The Accounting Toolkit for the Strategic Human Resource Manager
As the Human Resource (HR) practitioner moves away from playing a “medicine-after-death” role and metamorphoses into the role of a strategic partner; there is a primary need to be equipped with the right tools to enable a smooth transition. This is further buttressed by the present and growing demand for HR practitioners to effectively partner with other business departments to achieve strategic corporate objectives. To be an effective HR Practitioner, the language at the Board (which revolves around an in-depth understanding of financials and financial performance) has to be understood to earn a seat at the executive table. This calls for the HR personnel to be accounting savvy in order to effectively assess the impact of HR & Reward programs on the organisation’s financial performance and leverage this knowledge in interacting with business stakeholders. This will guide HR in determining the impact of programs like Recruitment, Reward types (e.g. share based), Workforce Planning (growth plans vs HR capital needs) etc. on the business. It will also furnish HR professionals with the knowledge needed to add value and present viable business ideas using human capital resources. Given the current economic landscape, which demands cost-optimisation and revision to programs by management, HR’s role as a strategic business partner cannot be over-emphasised.
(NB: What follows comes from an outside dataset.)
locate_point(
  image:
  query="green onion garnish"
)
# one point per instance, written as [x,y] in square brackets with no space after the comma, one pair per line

The HR Practitioners’ Role
Attraction, motivation and retention of the right talents remain at the core of the Human Resource (HR) practice in any organisation. Succeeding at this three-pronged responsibility, requires a good understanding of the business of the organisation and demands proficiency in areas such as communication skills, professional judgment, people management, organisation awareness, integrity and maturity. As the C-suite hammers on employees being the most valuable asset to any organisation; HR is challenged to assist to leverage this powerful asset for organisational success. The need for accounting-savvy HR practitioners is further buttressed by the underlying trend where employees in the core business with a perceived better understanding of business operations are moved to head HR functions as opposed to growing HR talent to occupy these senior roles. In the words of Heather Keen, Director HR, Fonterra (a global leader in dairy nutrition), “People are now recognised as a company’s most important asset. The human capital balance sheet is as important as the financial balance sheet.” Following from this, is the relationship between both balance sheets and ensuring the HR practitioner is competent in leveraging the human capital balance sheet to increase the financial balance sheet.
This article identifies the key aspects of the financial statement/annual report, the accounting language the HR practitioner needs to understand as well as the key links that exist between business accounting and the HR function.
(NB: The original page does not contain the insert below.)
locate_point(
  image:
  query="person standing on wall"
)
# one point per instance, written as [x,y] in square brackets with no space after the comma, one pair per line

Understanding Financial Statements
Financial statements generally present a structured account of an organisation’s financial performance, condition and status of cash flows. They are stewardship statements that give a report on how well Management is utilising the resources entrusted to it by Shareholders / Investors. Financial Statements are presented in line with specific accounting principles and published periodically.
The Financial Statements provide valuable information for assessing a company’s size and level of efficiency, which in turn gives an indication of its ability to pay and sustain certain levels of compensation. They also provide valuable insight on the sustainability of the company’s current practices and its status as a going concern.
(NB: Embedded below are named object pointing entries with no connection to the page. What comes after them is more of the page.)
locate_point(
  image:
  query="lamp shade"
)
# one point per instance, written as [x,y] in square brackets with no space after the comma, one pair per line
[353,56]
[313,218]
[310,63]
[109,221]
Some of the sections of an Annual Report that tell the business’ story are presented in the figure below:
The Statement of Financial Position and the Statement of Profit and Loss and other Comprehensive Income are critical, as these contain key information on business performance which HR personnel can leverage in discharging its responsibilities.
The Accounting-Savvy HR Practitioner
An HR practitioner can conveniently leverage various financial indices (both size and efficiency indices) deduced from the financial statement to effectively assess a business’ performance and optimisation of its human resources.
It is important to not only focus on size in evaluating a business’ operations but also to pay attention to efficiency. These, in combination with the business life cycle, provide an appropriate assessment of an organisation’s business performance. In measuring this, it is also important to take note of where each index is located in the financial statement.
The chart below illustrates the distinction between efficiency and size indices for some selected banks: Access Bank PLC Nigeria, Diamond Bank PLC, Eco Bank PLC, First Bank of Nigeria Limited, Guaranty Trust Bank PLC and Union Bank of Nigeria PLC. The analysis examines Turnover and Turnover per Staff as indicators of size and efficiency respectively based on an average of 2014 and 2015 results.
From the above diagram, while First Bank is bigger in size (Turnover), GTB and Access Bank are more efficient as both banks better optimise their human resources and yield higher Turnover per staff.
Knowledge of relevant ratios and information can now be optimized to detect areas requiring adjustments in HR programs and also serve as a basis for measuring the impact of HR programs on the business. For instance, where a company has a lower turnover per staff relative to competition, the HR team may need to commission skills gap analyses and partner with relevant business units to identify areas to improve efficiency levels and optimize available resources. An increase in training programs targeted at improving employee skills level and therefore contribution to business can be assessed by the Turnover / Revenue to Staff Population ratio. Efficiency levels should increase ceteris paribus with an increase in knowledge and skill acquisition.